Coron bay : La baie des épaves dans l'ile de Busuanga aux Philippines

La baie de Coron est une des plus grandes concentrations d'épaves de bateaux au monde. Il s'agit d'une partie de la flotte logistique japonaise du Pacifique qui a été coulée par l'aviation américaine lors de la 2ème guerre mondiale (voir l'histoire) lors de la conquête des Philippines.

La trentaine de bâtiments qui la composaient étaient essentiellement des cargos et des pétroliers mesurant entre 120 et 180 m de long. Ils gisent maintenant entre 20 et 50 m de fond autour de l'île de Busuanga.

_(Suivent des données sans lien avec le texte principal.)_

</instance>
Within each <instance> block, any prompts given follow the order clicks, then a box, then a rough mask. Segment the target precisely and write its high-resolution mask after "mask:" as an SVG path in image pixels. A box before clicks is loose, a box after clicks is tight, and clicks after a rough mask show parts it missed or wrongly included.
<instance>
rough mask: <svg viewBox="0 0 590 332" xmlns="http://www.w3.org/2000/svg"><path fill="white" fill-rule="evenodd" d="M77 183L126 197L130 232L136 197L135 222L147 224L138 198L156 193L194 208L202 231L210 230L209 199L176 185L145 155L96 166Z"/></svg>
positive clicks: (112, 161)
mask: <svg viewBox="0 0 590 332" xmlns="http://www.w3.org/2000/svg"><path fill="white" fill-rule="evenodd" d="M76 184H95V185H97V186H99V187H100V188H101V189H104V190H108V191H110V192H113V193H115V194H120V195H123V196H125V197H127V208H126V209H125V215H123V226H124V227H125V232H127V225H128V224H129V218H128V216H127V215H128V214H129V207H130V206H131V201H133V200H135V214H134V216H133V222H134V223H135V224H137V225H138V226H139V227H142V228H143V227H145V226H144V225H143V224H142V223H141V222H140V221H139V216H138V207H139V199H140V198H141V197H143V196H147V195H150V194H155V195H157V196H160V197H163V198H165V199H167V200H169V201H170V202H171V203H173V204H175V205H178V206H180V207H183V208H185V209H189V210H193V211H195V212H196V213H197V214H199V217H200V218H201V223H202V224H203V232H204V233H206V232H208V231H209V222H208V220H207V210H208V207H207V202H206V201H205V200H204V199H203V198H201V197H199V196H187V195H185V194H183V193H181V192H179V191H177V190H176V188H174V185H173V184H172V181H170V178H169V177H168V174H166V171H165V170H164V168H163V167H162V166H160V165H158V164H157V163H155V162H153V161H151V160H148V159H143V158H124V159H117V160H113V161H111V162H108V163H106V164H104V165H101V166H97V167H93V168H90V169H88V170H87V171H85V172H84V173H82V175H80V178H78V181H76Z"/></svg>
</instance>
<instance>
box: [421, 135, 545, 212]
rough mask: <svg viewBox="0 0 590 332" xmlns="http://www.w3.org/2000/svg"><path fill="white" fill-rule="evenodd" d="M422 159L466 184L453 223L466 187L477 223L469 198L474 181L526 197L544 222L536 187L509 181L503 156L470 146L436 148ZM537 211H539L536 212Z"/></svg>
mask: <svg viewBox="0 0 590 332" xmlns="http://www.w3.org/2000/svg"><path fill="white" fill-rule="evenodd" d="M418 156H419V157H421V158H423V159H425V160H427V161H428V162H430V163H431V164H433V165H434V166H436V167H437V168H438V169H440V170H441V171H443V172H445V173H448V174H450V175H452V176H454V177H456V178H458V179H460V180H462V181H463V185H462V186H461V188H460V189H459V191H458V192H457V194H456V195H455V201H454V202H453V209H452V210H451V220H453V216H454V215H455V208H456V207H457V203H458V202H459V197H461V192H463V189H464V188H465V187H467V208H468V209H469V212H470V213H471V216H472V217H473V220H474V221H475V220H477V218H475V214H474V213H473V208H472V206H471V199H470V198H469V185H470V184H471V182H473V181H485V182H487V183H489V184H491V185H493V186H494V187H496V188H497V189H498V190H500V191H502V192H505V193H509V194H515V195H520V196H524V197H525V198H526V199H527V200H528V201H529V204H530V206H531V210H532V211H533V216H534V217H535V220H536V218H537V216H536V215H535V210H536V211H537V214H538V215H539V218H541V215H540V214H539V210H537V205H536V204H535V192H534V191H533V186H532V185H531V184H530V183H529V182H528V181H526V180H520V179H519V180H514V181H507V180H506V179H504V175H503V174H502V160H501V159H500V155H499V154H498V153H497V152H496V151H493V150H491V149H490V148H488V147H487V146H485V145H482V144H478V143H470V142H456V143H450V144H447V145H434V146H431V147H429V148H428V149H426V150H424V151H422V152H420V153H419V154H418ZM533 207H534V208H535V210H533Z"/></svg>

Ces épaves immenses sont en bon état, bien que certaines pièces comme les hélices et le matériel de navigation aient été enlevées sur les moins profondes. Elles sont facilement accessibles à l'intérieur grâce aux immenses volumes que sont les cales de chargement des cargos et les citernes des pétroliers. Pour les plus aguerris, il y a des passages dans des boyaux et des trous d'homme découpés dans les cales qui permettent de tester son degré de claustrophobie et l'efficacité de son palmage grenouille.

L'eau y est chaude (une intégrale 3 mm suffit) et claire.

La visibilité n'est pas extraordinaire à cause de la présence de particules en suspension qui expliquent aussi la vie foisonnante qu'elles abritent.

Il y a parfois un peu de courant lors de la descente mais généralement au fond c'est calme.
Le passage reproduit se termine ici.